Wednesday, June 26, 2013

The pain and gain of taxation

Between the news story from Cindy Barks, Tom Cantlon's column and the letter from Tom Britzman, local taxation is the theme of today's Courier.

The immediate issue is the City of Prescott raising our primary property tax coincident with a larger reduction in a secondary tax with the payoff of Willow and Watson lakes. I say "coincident" because the raise in the primary is not set out as a specific offset, rather it appears that Council sees a rare opportunity to bump up revenue in a way that won't likely attract a lot of opposition.

In his letter Britzman complains cynically that a tax, once instituted, never goes away, and overstates the situation — in fact, property taxes will go down, just not by as much as they would have without the primary hike — but he has a point in that Council is doing this hike opportunistically and without the public vote that many Arizonans have come to expect on new taxes.

In his column Tom points out some of the inconvenient complexities of taxation that prevent us from doing the sort of simple-minded "simplification" that many non-economists advocate. In going for the big picture, one complication he doesn't get to is why Prescott sees the need to boost property taxes: with the bursting construction bubble, we were badly burned by overreliance on sales taxes.

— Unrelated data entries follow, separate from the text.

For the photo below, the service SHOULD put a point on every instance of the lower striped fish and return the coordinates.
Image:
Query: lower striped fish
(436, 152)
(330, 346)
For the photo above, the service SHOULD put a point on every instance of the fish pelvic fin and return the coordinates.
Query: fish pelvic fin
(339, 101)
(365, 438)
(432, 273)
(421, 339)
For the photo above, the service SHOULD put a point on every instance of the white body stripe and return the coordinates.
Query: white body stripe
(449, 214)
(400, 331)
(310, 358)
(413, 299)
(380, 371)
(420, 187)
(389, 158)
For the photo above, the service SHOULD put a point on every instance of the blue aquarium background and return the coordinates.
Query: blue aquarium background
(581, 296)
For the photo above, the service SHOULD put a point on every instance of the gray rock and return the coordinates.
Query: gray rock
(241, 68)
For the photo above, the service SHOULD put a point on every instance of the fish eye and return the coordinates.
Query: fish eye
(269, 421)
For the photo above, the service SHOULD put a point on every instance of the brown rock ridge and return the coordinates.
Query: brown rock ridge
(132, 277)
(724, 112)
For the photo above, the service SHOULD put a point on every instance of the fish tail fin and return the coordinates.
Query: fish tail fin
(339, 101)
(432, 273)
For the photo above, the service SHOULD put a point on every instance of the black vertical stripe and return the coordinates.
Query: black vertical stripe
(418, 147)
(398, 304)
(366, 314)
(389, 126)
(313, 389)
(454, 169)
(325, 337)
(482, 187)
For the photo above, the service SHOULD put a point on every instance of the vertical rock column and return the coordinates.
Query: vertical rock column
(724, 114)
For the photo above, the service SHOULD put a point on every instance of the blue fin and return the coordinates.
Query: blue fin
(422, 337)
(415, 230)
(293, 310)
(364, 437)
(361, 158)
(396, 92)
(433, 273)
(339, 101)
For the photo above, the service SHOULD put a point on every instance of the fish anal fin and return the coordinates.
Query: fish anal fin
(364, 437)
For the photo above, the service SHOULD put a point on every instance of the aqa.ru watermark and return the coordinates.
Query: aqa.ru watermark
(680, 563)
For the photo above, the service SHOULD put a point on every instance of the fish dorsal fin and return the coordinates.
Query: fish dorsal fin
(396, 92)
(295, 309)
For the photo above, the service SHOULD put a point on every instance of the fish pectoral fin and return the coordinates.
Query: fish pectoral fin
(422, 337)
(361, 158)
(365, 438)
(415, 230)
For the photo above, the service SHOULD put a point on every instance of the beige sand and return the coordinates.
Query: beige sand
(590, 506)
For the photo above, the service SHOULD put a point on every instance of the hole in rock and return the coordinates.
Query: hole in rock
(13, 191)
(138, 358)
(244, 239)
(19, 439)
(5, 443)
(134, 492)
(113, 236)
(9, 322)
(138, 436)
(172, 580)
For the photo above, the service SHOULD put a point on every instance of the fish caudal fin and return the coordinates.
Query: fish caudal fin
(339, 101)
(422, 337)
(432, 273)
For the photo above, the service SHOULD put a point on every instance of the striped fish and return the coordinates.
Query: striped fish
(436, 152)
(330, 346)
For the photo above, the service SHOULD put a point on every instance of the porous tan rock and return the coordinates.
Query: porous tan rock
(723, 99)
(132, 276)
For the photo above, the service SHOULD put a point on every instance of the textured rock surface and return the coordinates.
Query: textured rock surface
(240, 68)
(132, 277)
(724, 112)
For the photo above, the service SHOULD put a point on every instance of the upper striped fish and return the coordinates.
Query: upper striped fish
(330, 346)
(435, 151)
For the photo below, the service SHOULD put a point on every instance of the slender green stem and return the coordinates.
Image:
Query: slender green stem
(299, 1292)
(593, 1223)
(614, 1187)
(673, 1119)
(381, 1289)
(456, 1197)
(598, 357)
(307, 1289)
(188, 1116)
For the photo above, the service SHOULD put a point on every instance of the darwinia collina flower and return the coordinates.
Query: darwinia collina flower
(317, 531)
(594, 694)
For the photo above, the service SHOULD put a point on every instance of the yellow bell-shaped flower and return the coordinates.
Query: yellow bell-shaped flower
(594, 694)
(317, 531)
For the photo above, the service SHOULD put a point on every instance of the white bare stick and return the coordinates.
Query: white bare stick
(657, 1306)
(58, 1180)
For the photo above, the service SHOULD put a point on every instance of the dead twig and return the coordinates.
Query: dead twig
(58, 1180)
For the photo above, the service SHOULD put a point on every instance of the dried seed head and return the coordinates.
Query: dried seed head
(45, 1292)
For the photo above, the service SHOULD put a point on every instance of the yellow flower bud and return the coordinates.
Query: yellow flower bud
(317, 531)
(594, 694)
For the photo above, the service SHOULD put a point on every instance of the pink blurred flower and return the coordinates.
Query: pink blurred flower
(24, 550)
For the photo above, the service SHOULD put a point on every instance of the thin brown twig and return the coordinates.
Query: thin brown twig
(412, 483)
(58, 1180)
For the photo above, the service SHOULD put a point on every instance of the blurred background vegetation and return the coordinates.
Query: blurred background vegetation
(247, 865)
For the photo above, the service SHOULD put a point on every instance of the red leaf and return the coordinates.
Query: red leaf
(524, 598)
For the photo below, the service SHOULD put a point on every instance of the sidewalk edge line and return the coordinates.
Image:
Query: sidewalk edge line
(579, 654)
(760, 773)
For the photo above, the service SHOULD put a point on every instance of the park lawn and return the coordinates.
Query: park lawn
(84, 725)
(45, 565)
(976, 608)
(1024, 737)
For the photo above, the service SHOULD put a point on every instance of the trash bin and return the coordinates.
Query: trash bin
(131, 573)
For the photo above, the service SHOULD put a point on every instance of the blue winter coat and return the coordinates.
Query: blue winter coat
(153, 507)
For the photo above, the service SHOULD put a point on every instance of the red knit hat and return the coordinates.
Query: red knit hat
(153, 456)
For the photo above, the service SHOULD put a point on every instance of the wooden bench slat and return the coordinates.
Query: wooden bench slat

Social and economic scientists broadly agree that sales taxes more heavily burden low-income people, yes, but they also carry a land mine for governments that rely on them, in that when you need them most in an economic downturn, they disproportionately dry up.

At its core, the mission of government is to organize and deliver needed public services. Public reliance on those services increases in hard economic times, so depending on revenue streams that rise and fall with the economy exacerbates those problems.

The wise budgeter says, "So we should be saving up during good times so we have the funds available when things go sideways," and that makes all sorts of sense. Unfortunately the anti-tax powers-that-be in Arizona have amended our constitution to prevent that sort of forward planning.

Shifting from sales to property taxes will help make our public revenues more reliable over the long term. To do this most responsibly Council should be linking the property-tax hike with a reduction in the municipal sales-tax rate, which will be a marginal boost for both low-income residents and local retail businesses.

And since we're talking taxes, I have to add my usual rant that if we aspire to good and useful government, we have to change the conversation about taxes. It shouldn't be about how much money we pay individually, rather about how much value we receive for it. There is way too much focus on the dollar, and nothing like enough education about what it buys for us.